Its financial products are toxic and there is no economy that will accept cooperation within the framework of the Mir system, or any alternative, because that would immediately represent participation in the violation of sanctions.

Possible panic demand for foreign currency

The expectations of Russian officials that they will find an alternative to Mir with Turkey are therefore without any basis.

They are just a reflection of the great concern of the establishment because they will soon face the dissatisfaction of millions of Russians who will not be able to go on vacation without worrying about how they will pay their expenses.

There is no solution, nor is it possible to find one in the next few months. All those who intend to travel to Turkey or elsewhere - those better-off Russians - will feel, perhaps for the first time, that their country is isolated. And that is bad for supporting the war campaign against Ukraine.

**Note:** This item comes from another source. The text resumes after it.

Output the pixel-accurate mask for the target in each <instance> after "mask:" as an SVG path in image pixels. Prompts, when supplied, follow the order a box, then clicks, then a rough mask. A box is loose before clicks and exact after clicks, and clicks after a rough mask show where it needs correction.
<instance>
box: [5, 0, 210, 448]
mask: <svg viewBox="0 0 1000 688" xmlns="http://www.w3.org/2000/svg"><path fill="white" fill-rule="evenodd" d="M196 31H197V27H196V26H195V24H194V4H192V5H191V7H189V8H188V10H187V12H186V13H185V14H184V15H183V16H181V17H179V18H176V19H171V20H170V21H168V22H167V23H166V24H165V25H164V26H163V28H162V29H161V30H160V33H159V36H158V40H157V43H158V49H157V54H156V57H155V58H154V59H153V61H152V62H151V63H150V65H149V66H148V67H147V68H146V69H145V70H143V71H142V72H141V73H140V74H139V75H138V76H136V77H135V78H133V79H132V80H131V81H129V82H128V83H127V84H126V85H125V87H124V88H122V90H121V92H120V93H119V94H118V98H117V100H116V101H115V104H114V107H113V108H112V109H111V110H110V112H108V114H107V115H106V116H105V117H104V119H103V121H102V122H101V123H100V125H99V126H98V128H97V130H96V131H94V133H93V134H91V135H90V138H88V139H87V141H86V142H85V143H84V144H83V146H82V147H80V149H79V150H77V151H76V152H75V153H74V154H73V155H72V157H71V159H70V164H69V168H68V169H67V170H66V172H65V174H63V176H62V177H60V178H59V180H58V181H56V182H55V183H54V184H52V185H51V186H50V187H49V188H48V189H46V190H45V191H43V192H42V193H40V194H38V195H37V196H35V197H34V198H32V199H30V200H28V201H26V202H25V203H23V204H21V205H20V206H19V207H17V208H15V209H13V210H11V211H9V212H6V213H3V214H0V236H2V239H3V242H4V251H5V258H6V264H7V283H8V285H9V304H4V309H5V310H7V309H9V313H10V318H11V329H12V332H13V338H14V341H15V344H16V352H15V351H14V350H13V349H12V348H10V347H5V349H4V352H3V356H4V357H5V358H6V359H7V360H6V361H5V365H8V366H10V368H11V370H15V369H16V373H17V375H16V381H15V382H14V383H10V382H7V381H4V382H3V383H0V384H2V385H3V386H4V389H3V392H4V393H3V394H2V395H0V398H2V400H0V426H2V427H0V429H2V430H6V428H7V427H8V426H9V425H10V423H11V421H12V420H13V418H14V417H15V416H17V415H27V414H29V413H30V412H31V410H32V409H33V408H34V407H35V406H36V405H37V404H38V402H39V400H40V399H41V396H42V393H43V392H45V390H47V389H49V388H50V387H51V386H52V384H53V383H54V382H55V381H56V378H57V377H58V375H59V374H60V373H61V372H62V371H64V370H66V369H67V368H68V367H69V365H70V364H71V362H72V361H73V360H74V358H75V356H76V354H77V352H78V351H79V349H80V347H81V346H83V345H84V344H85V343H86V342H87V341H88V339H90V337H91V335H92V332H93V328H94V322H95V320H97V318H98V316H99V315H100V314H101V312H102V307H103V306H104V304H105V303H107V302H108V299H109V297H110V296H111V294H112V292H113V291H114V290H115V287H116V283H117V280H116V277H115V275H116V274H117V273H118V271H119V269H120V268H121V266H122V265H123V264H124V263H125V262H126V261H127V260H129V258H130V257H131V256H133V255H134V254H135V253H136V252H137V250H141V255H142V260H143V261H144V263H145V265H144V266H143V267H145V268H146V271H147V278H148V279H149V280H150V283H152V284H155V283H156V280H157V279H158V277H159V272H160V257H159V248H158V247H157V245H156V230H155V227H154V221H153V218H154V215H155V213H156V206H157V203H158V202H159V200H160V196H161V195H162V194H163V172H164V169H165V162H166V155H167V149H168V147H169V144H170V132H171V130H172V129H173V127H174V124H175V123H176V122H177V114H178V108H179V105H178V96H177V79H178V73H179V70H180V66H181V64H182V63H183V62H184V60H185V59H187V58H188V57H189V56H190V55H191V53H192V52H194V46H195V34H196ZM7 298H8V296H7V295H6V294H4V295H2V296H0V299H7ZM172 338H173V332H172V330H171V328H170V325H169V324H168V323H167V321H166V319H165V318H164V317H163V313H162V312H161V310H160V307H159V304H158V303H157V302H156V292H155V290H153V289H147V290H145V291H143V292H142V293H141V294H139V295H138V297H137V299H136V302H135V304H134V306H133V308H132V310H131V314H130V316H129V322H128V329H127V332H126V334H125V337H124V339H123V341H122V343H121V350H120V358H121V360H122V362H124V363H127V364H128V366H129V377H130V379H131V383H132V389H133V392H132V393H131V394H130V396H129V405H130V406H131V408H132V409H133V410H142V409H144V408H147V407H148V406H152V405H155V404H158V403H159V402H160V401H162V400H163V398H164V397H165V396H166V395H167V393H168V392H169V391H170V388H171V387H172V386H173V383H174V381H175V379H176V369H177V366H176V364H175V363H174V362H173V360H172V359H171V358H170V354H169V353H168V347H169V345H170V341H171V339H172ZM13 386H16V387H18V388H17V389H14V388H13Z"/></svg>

For the country, an even worse alternative, which will be a last resort for many, is for hundreds of thousands of Russians to start withdrawing dollars and euros from their accounts in a short period of time, or to exchange rubles for Western currencies, because that would be the only way to finance their holiday.

The demand for foreign currency in Russia would increase drastically in a short period of time, which will have an even more unfavourable effect on the exchange rate of the already weakened ruble.

At the same time, the state will barely be ready to sell large amounts of hard currency through the banks it controls, which could easily lead to the ruble not being exchangeable.

This summer, for the first time in Russia, hundreds of thousands of people, who are used to vacationing abroad, will remain "trapped".

They will stay at home furious, because for the first time, they will face a wall that the state has assured them is non-existent.